In his recent interview, Fobister admits that he found playing the female characters in his story as being “the most clear” to him. This is no understatement as Fobister is indeed strongest in his performance of the women in his story. Given the ease in which Fobister finds his inner female, it comes as no surprise that characters like “Goose”, Jake’s cousin who also has eyes on Mike, take up much of the stage time. This is both a blessing and a curse, as while Fobister gives us believable female characters, they tend to overshadow the central characters of Mike and Jake.
That Fobister is a dancer is evident through most of the show. Movement combines with various physical manifestations to help bring each of the characters in the play to life. This is particularly evident in the character of Nanabush, the bigger than life narrator and as commentator to not only the action on stage but to folly of life and humans in general.
Andy Moro’s set, while beautiful to look at, felt a little confined. When Fobister, as Nanabush, steps off the central set piece to interact with the audience in a funny bit of business mid-way through the show, I couldn’t help but wonder how Fobister the dancer might have been better served with more space to explore.
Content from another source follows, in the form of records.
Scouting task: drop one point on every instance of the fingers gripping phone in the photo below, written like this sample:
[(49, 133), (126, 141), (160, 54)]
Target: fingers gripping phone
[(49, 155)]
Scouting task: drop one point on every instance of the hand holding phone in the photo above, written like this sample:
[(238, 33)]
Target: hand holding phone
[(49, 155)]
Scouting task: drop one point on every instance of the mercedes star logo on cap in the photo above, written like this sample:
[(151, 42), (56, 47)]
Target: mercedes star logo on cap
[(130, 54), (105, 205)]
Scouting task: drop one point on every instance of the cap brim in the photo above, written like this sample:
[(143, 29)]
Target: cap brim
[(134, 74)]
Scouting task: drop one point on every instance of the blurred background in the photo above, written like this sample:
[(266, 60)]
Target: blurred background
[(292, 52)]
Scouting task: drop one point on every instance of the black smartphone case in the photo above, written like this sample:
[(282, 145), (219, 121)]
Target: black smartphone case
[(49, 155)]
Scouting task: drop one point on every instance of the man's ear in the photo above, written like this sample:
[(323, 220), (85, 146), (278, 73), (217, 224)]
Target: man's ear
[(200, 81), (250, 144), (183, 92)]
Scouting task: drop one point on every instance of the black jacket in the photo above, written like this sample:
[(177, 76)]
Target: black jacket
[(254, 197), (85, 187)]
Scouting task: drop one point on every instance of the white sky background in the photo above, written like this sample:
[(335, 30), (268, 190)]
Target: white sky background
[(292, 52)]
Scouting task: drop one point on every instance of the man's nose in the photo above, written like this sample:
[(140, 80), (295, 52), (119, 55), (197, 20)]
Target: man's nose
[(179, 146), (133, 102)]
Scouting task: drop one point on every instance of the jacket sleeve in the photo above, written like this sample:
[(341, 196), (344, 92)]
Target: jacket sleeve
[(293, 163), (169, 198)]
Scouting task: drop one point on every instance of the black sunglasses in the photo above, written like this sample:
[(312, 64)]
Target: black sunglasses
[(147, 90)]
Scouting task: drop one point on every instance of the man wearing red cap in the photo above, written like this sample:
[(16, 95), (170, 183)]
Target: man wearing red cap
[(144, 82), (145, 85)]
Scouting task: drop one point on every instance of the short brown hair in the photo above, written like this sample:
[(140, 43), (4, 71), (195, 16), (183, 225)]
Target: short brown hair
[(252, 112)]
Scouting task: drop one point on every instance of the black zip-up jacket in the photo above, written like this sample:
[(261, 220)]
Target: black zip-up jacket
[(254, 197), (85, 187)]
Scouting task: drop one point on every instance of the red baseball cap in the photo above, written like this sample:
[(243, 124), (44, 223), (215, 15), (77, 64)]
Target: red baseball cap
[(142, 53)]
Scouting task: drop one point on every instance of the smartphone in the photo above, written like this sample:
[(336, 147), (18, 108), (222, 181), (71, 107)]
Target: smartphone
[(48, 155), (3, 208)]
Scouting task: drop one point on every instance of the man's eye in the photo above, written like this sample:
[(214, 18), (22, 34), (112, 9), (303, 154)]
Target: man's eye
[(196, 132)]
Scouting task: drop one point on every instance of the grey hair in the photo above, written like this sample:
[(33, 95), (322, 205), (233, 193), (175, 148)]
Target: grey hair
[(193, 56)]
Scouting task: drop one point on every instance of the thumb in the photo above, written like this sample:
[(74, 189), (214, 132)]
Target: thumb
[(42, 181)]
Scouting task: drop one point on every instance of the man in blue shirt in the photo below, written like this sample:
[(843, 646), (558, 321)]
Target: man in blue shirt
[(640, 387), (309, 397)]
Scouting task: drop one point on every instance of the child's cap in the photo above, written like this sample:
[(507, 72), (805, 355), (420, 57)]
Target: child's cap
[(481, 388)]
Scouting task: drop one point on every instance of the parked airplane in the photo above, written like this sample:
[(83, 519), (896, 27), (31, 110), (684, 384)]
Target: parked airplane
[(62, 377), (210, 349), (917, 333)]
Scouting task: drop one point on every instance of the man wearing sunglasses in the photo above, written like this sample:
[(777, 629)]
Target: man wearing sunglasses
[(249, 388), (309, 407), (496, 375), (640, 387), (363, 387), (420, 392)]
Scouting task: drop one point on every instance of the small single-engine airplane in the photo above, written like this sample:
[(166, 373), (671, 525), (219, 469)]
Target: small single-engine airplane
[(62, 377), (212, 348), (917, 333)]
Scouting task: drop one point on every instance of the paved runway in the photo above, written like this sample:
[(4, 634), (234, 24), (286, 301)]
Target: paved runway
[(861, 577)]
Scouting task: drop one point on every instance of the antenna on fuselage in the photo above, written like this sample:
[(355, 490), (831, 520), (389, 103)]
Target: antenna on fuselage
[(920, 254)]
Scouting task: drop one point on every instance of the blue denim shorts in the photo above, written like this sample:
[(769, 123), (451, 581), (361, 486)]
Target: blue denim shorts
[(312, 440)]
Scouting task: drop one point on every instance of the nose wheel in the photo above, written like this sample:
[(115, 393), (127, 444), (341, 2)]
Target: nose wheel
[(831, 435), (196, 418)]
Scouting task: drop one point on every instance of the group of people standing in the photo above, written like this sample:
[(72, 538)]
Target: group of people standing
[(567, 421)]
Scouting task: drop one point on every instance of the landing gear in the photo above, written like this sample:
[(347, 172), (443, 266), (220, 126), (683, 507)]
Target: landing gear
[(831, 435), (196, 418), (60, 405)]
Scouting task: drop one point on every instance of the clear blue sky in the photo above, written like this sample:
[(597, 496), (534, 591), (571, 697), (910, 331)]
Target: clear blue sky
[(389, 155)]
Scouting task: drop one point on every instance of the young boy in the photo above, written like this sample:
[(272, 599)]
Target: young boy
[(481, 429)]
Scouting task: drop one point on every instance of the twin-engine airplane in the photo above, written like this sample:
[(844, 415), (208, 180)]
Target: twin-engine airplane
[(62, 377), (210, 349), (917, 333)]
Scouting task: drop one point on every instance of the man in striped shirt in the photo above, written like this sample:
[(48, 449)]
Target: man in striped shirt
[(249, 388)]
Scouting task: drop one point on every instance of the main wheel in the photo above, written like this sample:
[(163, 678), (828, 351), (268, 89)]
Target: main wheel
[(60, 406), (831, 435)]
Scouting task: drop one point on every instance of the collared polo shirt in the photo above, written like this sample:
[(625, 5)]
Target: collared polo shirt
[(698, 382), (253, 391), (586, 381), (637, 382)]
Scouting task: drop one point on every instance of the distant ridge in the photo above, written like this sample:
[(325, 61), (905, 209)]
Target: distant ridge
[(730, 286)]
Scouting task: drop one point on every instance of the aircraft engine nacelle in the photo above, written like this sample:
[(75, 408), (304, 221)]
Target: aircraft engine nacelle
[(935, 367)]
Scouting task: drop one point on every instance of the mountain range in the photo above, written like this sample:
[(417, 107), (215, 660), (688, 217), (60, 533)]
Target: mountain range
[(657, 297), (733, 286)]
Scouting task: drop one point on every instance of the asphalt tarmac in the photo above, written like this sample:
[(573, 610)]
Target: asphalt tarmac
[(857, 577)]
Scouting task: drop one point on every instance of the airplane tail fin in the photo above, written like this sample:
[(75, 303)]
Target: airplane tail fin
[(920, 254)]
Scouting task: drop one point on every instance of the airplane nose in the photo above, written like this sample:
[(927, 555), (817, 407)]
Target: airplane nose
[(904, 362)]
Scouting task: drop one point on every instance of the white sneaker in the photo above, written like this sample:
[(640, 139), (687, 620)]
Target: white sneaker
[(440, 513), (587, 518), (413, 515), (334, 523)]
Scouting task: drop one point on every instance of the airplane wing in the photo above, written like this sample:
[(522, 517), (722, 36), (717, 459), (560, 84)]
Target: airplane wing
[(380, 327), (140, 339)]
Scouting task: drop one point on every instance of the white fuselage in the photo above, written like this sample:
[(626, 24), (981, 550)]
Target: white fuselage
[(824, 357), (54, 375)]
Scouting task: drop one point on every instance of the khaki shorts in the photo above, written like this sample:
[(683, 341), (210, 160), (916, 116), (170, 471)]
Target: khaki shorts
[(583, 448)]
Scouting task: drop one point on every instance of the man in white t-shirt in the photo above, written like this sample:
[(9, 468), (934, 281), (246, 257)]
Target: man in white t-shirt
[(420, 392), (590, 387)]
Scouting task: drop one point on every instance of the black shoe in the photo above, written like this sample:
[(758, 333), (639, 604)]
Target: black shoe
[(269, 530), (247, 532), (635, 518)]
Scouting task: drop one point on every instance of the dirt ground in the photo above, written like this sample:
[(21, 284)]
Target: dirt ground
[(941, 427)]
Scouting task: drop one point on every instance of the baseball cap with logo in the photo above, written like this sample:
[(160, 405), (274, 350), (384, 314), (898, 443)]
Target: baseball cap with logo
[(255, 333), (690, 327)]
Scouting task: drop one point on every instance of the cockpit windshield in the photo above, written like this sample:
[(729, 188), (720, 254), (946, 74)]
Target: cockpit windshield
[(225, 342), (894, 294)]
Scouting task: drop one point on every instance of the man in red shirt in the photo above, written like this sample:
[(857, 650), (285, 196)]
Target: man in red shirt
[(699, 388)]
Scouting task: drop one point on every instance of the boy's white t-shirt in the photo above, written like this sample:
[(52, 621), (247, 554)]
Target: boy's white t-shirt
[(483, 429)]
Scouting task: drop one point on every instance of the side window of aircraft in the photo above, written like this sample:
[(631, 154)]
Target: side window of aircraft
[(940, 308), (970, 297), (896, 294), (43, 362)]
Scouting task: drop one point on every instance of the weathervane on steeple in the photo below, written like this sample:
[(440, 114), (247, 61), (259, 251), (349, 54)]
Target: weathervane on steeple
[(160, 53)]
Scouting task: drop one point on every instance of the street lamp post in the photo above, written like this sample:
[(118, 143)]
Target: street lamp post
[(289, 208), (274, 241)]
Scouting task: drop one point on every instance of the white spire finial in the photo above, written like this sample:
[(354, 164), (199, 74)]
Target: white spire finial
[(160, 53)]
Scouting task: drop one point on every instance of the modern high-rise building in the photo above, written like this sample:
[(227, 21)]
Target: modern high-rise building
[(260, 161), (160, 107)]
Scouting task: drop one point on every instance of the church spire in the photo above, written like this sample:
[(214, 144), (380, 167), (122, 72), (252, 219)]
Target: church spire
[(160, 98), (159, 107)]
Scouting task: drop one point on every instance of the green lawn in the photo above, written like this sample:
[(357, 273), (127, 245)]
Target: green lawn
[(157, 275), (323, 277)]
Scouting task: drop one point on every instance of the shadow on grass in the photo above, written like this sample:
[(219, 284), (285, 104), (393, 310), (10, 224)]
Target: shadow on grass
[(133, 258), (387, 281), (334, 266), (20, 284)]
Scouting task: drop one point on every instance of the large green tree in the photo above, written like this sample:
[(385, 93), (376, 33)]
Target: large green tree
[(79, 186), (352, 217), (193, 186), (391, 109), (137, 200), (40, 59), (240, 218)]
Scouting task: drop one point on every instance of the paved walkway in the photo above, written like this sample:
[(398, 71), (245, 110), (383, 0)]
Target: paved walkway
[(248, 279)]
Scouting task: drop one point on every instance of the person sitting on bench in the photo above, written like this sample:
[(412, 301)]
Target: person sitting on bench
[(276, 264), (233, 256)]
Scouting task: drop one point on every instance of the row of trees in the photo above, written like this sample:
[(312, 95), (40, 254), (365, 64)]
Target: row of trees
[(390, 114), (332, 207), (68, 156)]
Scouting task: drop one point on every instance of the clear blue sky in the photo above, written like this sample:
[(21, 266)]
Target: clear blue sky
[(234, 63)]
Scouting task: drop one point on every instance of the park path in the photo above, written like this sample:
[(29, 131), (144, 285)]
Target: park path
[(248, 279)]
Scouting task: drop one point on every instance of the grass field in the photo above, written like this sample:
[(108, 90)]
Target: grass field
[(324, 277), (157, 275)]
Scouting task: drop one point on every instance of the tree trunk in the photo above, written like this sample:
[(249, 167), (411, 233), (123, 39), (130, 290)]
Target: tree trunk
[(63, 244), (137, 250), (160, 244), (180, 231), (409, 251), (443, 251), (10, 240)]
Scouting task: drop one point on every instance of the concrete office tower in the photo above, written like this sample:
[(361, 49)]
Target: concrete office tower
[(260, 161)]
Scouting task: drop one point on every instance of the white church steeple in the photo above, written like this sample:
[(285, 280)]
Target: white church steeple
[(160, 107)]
We have heard stories of the loss of storytelling within the aboriginal communities across Canada and in other parts of the world. With much to say, Agokwe and Waawaate Fobister are perhaps the catalysts that are needed in bringing a new generation back to that tradition.
17 – 22 January 2011
By Waawaate Fobister. Direction and Dramaturgy by Ed Roy. A Buddies in Bad Times Theatre production in associatoin with the National Arts Centre. On stage at The Cultch until January 22, 2011.